More care, however, must be observed in reference to patients' chambers and ordinary ward windows. A window about six feet six inches by three feet, will be found of a convenient size, and this will give two sashes, each containing ten lights 5½ by 18 inches. The window seats may be like those in common dwellings, and the window should be placed low enough to make it pleasant to a person sitting in the room. The upper sash should be of cast or malleable iron, and well fastened into the frame, while the lower sash, of the same size and pattern, may be of wood, and hung so as to rise and fall throughout its whole extent. The cord may be entirely concealed. The space opposite the lower sash should be protected by a wrought iron window guard, which, if properly made, and painted of a white color, will not prove unsightly. This kind of guard is always to be very strongly secured to the window frame, and in such a manner that the screws may not be accessible to the patients. It should reach to within five inches of the upper sash, and to within the same distance of the frame below and at the sides. When of a tasteful pattern and neatly made, it will be found very preferable in appearance and quite equal in security, to the unglazed cast iron sash occasionally used, and which after all, when the sash is raised, has to one in the room very much the appearance of two sets of iron bars, placed at right angles, while the wrought iron screen is no more than what is every day seen in certain front windows of some of the best houses in our large cities.

Those who recommend unguarded windows, would seem to have little appreciation of the risks, which are sure to occur, or of the fatal results, that sooner or later will scarcely fail to happen. Within a very brief period, without this protection, three casualties would have taken place in a single institution, each of which must have ended in most serious, if not fatal results. Such windows may be safe for certain patients, but the great difficulty in taking care of the insane, is to know who are to be trusted and who are not, so many of their actions come from sudden impulse. The kind of patients for whom ordinary windows are safe, might really be treated elsewhere than in hospitals. So of doors unfastened and unguarded; every superintendent can judge for himself of the safety and propriety of such a course, and the amount of responsibility he is willing to assume.
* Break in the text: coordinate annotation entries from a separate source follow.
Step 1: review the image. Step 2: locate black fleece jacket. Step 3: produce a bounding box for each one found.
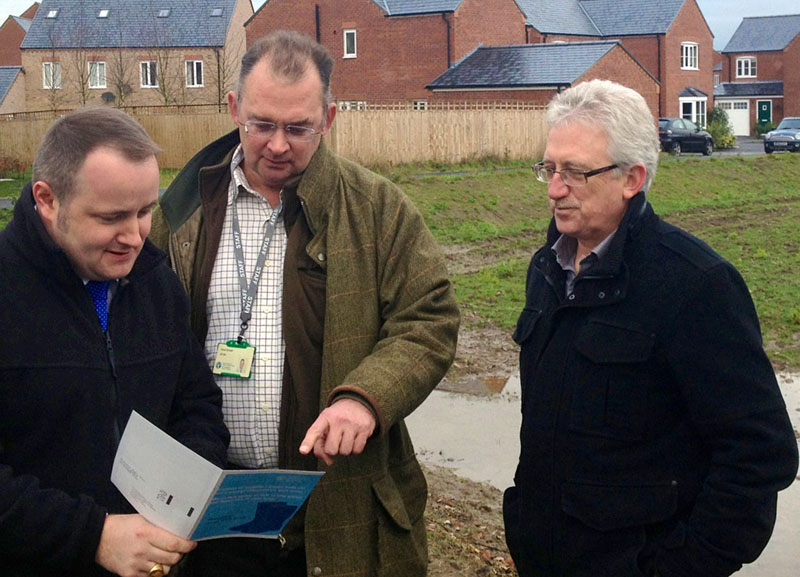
[0,185,228,577]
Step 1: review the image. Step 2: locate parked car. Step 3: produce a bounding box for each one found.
[658,118,714,156]
[764,116,800,154]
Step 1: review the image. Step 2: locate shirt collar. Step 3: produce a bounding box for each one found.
[551,229,617,272]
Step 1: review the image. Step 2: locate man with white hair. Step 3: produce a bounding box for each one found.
[504,80,798,577]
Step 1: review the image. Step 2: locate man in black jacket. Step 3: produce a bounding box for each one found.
[0,109,228,576]
[504,81,797,577]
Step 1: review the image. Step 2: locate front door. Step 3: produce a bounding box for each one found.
[758,100,772,124]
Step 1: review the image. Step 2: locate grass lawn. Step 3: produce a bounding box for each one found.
[6,153,800,369]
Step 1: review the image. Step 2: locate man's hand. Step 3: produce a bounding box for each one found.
[95,515,197,577]
[300,399,375,465]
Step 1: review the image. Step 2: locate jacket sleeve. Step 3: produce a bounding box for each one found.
[656,263,798,577]
[0,462,106,573]
[331,190,459,432]
[167,326,230,468]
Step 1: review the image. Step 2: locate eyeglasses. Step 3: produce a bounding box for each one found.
[531,162,619,186]
[239,120,322,142]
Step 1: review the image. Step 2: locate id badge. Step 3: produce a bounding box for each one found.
[211,340,256,379]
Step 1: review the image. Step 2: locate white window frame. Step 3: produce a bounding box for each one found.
[139,60,158,88]
[185,60,204,88]
[42,62,61,90]
[88,60,106,89]
[736,56,758,78]
[678,97,708,128]
[342,28,358,58]
[681,42,700,70]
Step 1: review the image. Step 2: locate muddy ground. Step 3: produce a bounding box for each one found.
[424,326,518,577]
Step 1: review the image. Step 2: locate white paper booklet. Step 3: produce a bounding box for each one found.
[111,411,323,540]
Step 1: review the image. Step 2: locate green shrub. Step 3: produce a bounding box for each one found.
[706,106,736,150]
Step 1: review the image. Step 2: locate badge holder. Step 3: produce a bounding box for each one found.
[211,340,256,379]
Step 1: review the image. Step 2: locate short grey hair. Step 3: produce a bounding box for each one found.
[236,30,333,111]
[32,107,161,202]
[547,80,661,192]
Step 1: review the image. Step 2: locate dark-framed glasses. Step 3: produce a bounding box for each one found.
[531,162,619,186]
[239,120,322,142]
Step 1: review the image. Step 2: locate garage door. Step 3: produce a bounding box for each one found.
[717,100,750,136]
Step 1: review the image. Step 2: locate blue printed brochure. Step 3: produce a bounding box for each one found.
[111,411,323,540]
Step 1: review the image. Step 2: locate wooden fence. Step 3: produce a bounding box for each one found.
[0,103,547,168]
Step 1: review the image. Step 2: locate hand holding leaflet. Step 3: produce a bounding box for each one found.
[111,411,323,540]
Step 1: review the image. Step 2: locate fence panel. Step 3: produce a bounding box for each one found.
[0,103,547,168]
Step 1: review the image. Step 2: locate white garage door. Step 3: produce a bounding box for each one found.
[717,100,750,136]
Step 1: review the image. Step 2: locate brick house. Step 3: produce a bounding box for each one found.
[0,3,39,66]
[427,40,660,116]
[0,66,25,114]
[714,14,800,136]
[21,0,253,111]
[245,0,714,124]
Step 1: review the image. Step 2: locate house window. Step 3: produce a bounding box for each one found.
[89,61,106,88]
[139,60,158,88]
[736,56,756,78]
[680,98,708,128]
[344,30,358,58]
[681,42,697,70]
[186,60,203,88]
[42,62,61,90]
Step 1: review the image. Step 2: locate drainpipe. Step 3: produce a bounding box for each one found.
[656,34,665,116]
[442,12,453,70]
[314,4,321,44]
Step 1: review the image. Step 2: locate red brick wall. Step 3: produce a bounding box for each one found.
[656,0,714,116]
[620,35,664,83]
[576,46,659,118]
[0,17,25,66]
[783,35,800,116]
[246,0,452,101]
[245,0,322,43]
[429,46,658,116]
[453,0,525,60]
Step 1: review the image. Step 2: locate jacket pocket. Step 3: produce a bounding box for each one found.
[561,481,678,577]
[372,459,428,577]
[561,482,678,532]
[512,307,542,346]
[570,320,655,440]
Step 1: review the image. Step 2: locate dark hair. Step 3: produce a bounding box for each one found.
[33,108,161,202]
[236,30,333,110]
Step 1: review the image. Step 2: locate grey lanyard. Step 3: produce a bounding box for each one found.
[231,190,283,343]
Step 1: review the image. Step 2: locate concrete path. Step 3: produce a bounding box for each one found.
[406,374,800,577]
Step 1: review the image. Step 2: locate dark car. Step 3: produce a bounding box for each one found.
[764,116,800,154]
[658,118,714,156]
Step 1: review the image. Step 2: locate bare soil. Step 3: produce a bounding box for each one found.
[424,319,518,577]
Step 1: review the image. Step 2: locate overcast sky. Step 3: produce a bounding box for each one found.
[0,0,800,50]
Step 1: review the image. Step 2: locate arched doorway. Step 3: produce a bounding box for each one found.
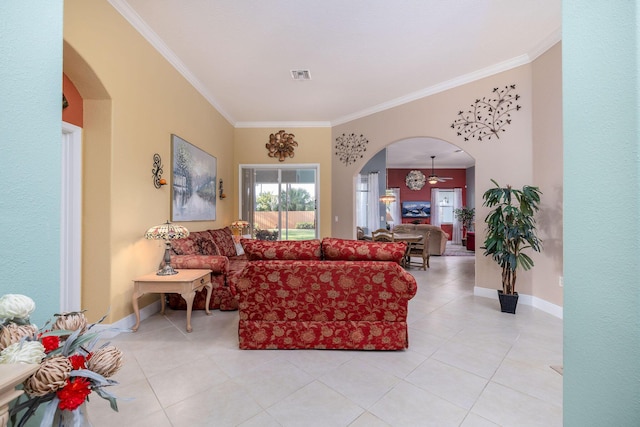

Although there are various other forms of windows in use, which look well and have some advantages, upon the whole I regard that which has been suggested, as being the best and most economical for a State institution. If desired, the upper or iron sash may be balanced, so as to drop five inches, but this adds materially to the expense, and where proper attention is paid to a forced ventilation, can hardly be necessary. By having the glazing done from the inside of the patients' rooms, particularly in the upper stories, a great amount of trouble will be saved in the facility with which broken glass, so common an incident in hospitals for the insane, can be repaired, especially at night or during storms. This is practically a matter of great importance, and should never be overlooked.

Where the chamber windows are exposed to a strong sun, Venetian blind shutters on the outside, will be pleasant and useful, or a painted or simply a stout veranda awning over each window, will be found to add much to the comfort of the patients in summer, especially in a southern climate.

The iron verandas along the whole front, which have been suggested for the South, would prove very costly and could not be used with safety by the patients, unless made so as almost to resemble extensive cages. Good thick walls, with the airspace in them, with other less expensive arrangements, will be found more effectual in promoting the comfort of the patients.